Jason Barnard is a serial entrepreneur, award-winning innovator and world authority on Digital Brand Intelligence™. He’s CEO of Kalicube.
As founders, we all have our superpower. Mine is the product. I know entrepreneurs whose superpower is sales or deals. Personally, I can spend 15 hours straight digging into our database, and at the end of it, I sometimes literally cry with joy because in that moment, it feels like I’m looking directly into the brain of Google or ChatGPT. When I’m in that zone, I’m eight years ahead of the competition. It’s exhilarating. It’s home.
And a few years ago, it was also the most dangerous place I could be. In 2023, Kalicube pivoted to serve a new, higher-value audience: CEOs and founders. But acquisition stalled. My team was worried about their jobs. Despite having a strong product, we were losing money month after month.
My first reaction was to retreat deeper into the product: refining, rebuilding and reworking the engine while quietly avoiding the uncomfortable work of outreach and sales. I told myself I didn’t have time. But the real reason? I wasn’t comfortable leading a sales push to my peers.
Your business is only as strong as its weakest link.
Picture your company as a three-legged stool: product, team and client acquisition.
Our product was an 8 out of 10. The team was an 8 and doing incredible work. Acquisition? A sloppy 2 out of 10. The uncomfortable truth I didn’t initially face up to was this: With a stool whose legs are 8, 8 and 2, you might as well sit on the floor.
Polishing the product always feels good and always feeds my ego. But at this juncture, I realized that spending time in product would not help the business. I was lucky because my mentor at the time told me that your company doesn’t grow at the speed of your strengths … it moves (or stalls) at the speed of your constraints. And the only work that will move the needle is the work that strengthens the weakest leg.
Founders should learn to play the bigger game of business.
I realized I’d been giving myself a pass: letting myself ignore what I pragmatically needed to do for the business, and doing what made me feel comfortable day to day.
Discomfort, it turns out, is a compass. It points straight at the work that matters most. For me, that meant something embarrassingly simple and deeply uncomfortable at the time: spending one hour a day doing the kind of outreach I hadn’t touched since my days in the music business—cold calls, warm intros and follow-ups.
I’d been thinking of it as “sales.” But I realized that B2B business isn’t really sales at all. It’s about mutually profitable relationships, just like in the music business. I wasn’t selling. I was building good relationships with like-minded people. Partnerships that are enjoyable for both parties and drive revenue for both businesses.

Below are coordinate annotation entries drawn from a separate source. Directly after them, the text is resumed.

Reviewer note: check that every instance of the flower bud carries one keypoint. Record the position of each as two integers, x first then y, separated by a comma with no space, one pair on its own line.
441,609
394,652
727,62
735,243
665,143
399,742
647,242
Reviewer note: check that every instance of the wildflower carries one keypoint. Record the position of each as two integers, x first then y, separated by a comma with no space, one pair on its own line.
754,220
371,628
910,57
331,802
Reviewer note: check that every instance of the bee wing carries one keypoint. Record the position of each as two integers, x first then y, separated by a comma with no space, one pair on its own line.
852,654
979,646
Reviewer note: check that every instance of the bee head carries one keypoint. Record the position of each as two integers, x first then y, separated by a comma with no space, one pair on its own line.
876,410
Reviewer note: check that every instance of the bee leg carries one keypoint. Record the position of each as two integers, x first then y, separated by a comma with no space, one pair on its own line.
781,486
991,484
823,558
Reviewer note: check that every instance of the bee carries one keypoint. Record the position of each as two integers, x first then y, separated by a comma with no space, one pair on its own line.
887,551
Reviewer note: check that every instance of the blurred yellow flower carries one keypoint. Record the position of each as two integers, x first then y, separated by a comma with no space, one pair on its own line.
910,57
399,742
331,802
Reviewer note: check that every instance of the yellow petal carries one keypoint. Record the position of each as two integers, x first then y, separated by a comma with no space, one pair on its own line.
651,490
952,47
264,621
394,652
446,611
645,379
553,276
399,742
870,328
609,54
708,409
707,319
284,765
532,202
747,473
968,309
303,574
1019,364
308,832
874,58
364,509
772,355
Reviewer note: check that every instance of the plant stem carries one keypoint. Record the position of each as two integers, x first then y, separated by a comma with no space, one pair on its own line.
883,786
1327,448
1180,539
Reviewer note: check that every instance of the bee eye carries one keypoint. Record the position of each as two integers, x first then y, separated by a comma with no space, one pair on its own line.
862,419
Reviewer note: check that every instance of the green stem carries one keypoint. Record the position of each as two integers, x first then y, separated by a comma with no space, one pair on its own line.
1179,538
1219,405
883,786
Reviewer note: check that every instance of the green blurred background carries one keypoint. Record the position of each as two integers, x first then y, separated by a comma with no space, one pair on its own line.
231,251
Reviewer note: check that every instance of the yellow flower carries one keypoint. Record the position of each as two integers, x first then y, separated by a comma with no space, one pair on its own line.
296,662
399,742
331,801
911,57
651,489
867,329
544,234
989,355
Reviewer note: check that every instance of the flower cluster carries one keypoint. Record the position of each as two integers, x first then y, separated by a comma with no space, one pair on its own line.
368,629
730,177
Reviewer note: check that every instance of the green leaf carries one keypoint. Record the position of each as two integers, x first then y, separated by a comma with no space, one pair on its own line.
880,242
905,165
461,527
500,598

Your constraint might be different, but the discipline is the same.
Maybe for you, the weak leg isn’t acquisition. Maybe it’s hiring. Maybe it’s finance. Maybe it’s delivery. It doesn’t matter.
What matters is this: Your job as CEO is to identify your zone of genius because that’s your bias. That’s your safe haven. It’s not something to avoid, but it is something to watch carefully. Your role is to put personal preference aside and strengthen the weakest leg of the stool before the stool falls over.
So here’s a quick exercise: Score your own three-legged stool: Product or service. Team and ops. Client acquisition. Be honest. What’s the weak link? That’s where your next breakthrough lives, not in doubling down on the part you like most.